Superpower America (or How’s that for Mixed Metaphors)…

The actual future is going to look different than the future we thought we were going to have. That’s true if only because we’re notoriously bad at predicting the future – We’re all still waiting on our flying cars, right? I don’t think it’s going to be radically different to the point that Canada starts being cool or Hollywood starts making good movies (that would be some kind bizzaro universe). I actually have a sneaking suspicion that the future is going to be painful. Painful in that we’ve spent the last 30 years binging on cheep booze and grease ball cheeseburgers and now we’re about to wake up with a national hangover the likes of which none of us has ever seen. The fight to raise the debt ceiling ain’t nothing compared to the battle that will be joined when we realize we’ve got to actually start paying down the debt itself.

The future is going to seem painful because there’s every possibility that we’re about to experience a world where Superpower America isn’t.

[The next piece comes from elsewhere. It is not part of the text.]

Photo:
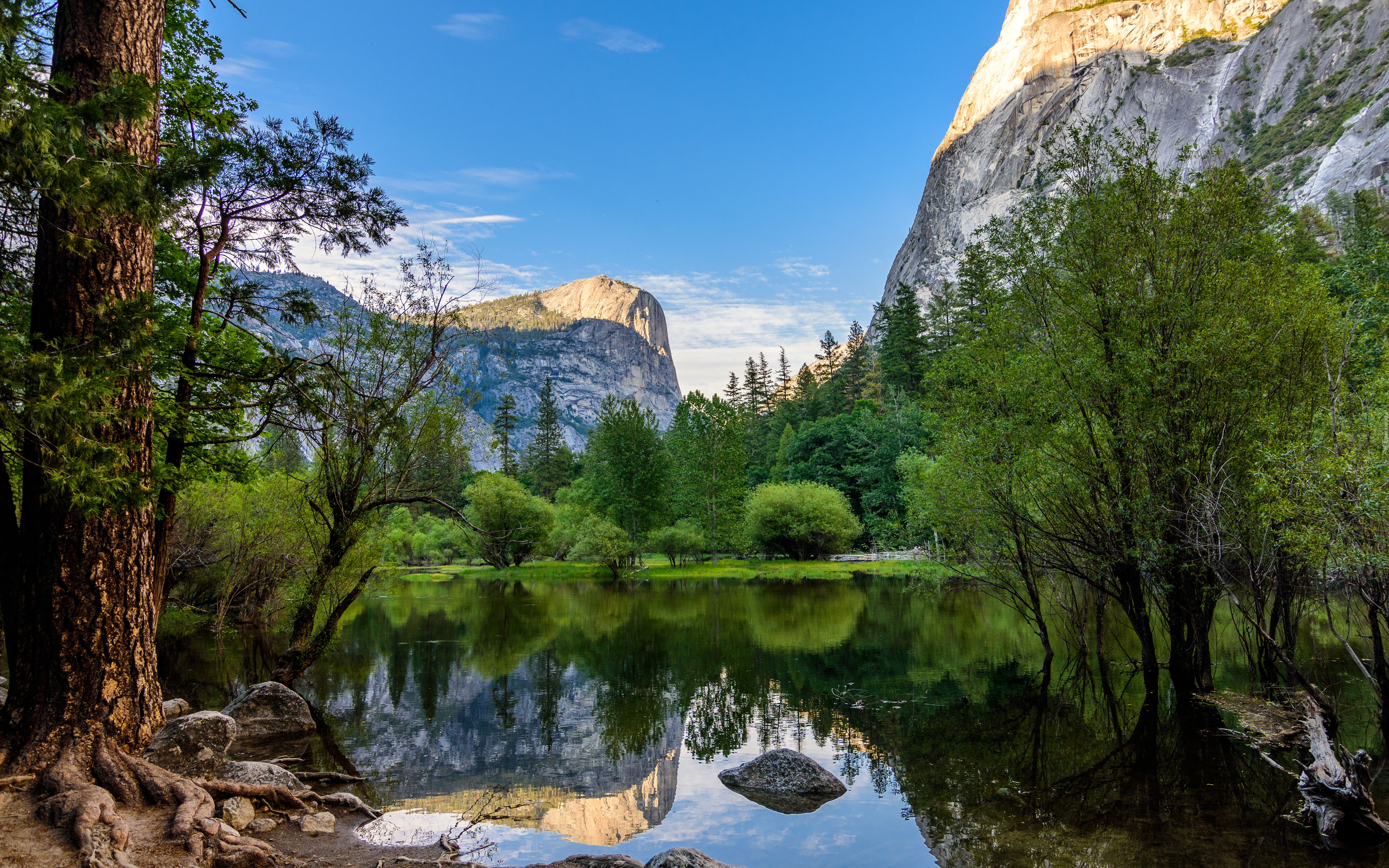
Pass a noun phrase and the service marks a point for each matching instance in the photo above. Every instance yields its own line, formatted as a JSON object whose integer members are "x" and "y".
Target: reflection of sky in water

Those of us who grew up beyond the shadow of the cold war are going to have the hardest time adjusting because we’ve never had to moderate our expectations about anything really. You guys know I’m not exactly an alarmist, but my read of the situation is that bottom line: Superpower America is too expensive. How we go about fixing that with the least pain possible (the no pain option is well off the table), remains to be seen. So too does whether we have the national will to collectively make hard decisions about what is in the long term national interest and what isn’t; what we can pay for and what we can’t. These decisions matter. Economic realities matters.

Don’t believe me? Ask Superpower USSR how it works out when you pretend economics is an imaginary science. Spending ourselves into oblivion isn’t an option, but I wonder who’s going to be the first to offer up their sacred cows so we can try to avoid slaughtering the whole herd.